いつでも馬車を出せるがロノウェは姿を見せる事は無く、ヴラドは仕方がないとヨムカ達を馬車に詰め込む、あらかじめヴラドが暇な時間に確認しておいた逃走ルートに沿って馬を走らせる。背後の――帝国軍と連合軍がにらみを利かせている平原の方で衝撃波を伴う大爆発が起こった。
「な、なんなんすか!?」
「ば、爆発みたい、です」
木々の合間から差す炎色――闇を照らす爆発は、闇に紛れて逃げる算段をしていたヴラド達にとって最悪の状況だった。
「チッ、早い所逃げるとするか」
「ヴラド、貴様は戦場から逃亡するのか?」
「――ッ!」
手綱を思いっきり引き、馬を急停車させる。こんなことをするべきでは無かった。目の前に立ち塞がる男を弾き飛ばしてでも逃げるべきだったと、ヴラドは下唇を噛む。
「ああ、悪いな親父。俺は戦場に残ってもいいかと思うけど、コイツ等をどうしても逃がさなきゃいけなくてよ」
「確かに……仲間を何より大事にするお前の考えは理解している。だが、彼等も今は一人の軍人だ。ひとたび戦場に立てば見習いも正規も関係ない。国を守るために身命を賭す一人の人間だ。このまま、戻れば見逃す。逃げるのであれば……」
ヴライは左手に持った巨大な鉄塊――刃渡り二メートルはあり、平面も数十センチ以上ある鉄板状のそれを革鞘から引き抜いて見せた。
「親父……まじか?」
「俺からしたらヴラド、お前は当然の事だが、ヨムカ君、フリシア君、クラッド君、ロノウェ君も俺の息子娘のようなものだ。出来ればこの手に掛けたくはない。もう一度言う、馬車を降りて戻れ」
観念したようにヴラドが手綱から手を放す。
「――先輩!?」
心配そうに馬車から顔を出すヨムカにヴラドは顔を近づけ耳打ちする。
「お前が馬車を運転しろ。大丈夫だ、乗馬とたいして変わらねぇよ」
「いやいや、無理ですって」
「頼むぞ、この機会を逃せば一生逃げられなくなる。
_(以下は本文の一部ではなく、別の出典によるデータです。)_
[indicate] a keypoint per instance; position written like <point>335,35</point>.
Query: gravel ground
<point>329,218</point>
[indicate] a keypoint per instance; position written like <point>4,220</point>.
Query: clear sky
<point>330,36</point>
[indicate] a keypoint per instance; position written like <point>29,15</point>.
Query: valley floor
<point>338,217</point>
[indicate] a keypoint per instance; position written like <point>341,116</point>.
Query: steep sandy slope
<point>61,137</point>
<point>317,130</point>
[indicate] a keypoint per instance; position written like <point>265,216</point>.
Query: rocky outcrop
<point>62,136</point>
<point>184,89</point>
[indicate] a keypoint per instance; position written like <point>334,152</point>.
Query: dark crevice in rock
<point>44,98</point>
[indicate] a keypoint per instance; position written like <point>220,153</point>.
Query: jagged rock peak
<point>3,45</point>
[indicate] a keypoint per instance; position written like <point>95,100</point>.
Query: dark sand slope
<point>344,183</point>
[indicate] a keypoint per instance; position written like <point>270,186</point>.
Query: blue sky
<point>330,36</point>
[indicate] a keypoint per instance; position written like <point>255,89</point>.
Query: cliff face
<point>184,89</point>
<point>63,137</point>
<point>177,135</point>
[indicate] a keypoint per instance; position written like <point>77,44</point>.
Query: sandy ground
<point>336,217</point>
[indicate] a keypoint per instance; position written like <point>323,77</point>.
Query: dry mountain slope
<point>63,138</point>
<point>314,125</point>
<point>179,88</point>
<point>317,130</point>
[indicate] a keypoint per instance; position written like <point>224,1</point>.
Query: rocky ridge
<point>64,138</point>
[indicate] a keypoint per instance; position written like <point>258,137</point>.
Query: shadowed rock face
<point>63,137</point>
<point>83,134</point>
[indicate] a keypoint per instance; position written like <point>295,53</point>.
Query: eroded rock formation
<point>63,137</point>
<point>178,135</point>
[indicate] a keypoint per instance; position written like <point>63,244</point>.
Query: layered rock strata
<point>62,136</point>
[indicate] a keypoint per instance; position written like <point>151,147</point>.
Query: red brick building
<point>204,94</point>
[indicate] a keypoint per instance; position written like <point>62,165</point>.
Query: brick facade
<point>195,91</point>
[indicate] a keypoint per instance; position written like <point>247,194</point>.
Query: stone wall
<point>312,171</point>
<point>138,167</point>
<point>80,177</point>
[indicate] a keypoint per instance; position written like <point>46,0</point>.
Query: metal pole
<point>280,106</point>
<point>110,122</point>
俺はお前達に傷ついて欲しくないって言ったよな?」
「ですけど……」
「うし、任せた」
ヴラドは馬車から飛び降り、腰に携えた自前の西洋剣を引き抜いた。その身は使い込まれ擦り傷が多く見受けられた。だが、ヴライの大剣と比べると心許ない小枝にようだ。
「お前に剣術を教えたのは俺だぞ。お前の剣が通用するとでも思っているのか?」
「あ~、お前の前ではお前の剣を使ってたけど、普段は我流なんだよ」
腰と膝を地面すれすれまで落とし込み、右足を大きく引き、左手は軽く地に触れるか触れないか、西洋剣は後方に引き剣身半ばから先はヴラドの身体に隠される。
「路地裏の喧嘩剣術か? まあいい、バカ息子に灸を据えてやる。ヨムカ君達も馬車を降りる気はないようだね?」
御者の席へと移ったヨムカを見つめて言う。その瞳にはどこか悲しそうな色が宿っており、発光する夕日の色の瞳を見て小さく笑った。
「ならば、もう問わん。お前達は国家反逆罪として俺がその首叩き落してやる」
「そうはいかねぇな。俺は強いぞ?」
「使うのか? あれを――俺の妻を焼き殺したその忌々しい力を。今度は父である俺を焼き殺すと?」
「最悪の場合はな」
睨み合っている時間も惜しいと、ヴラドは地を駆る獣さながらの荒々しさでヴライに飛び掛かった。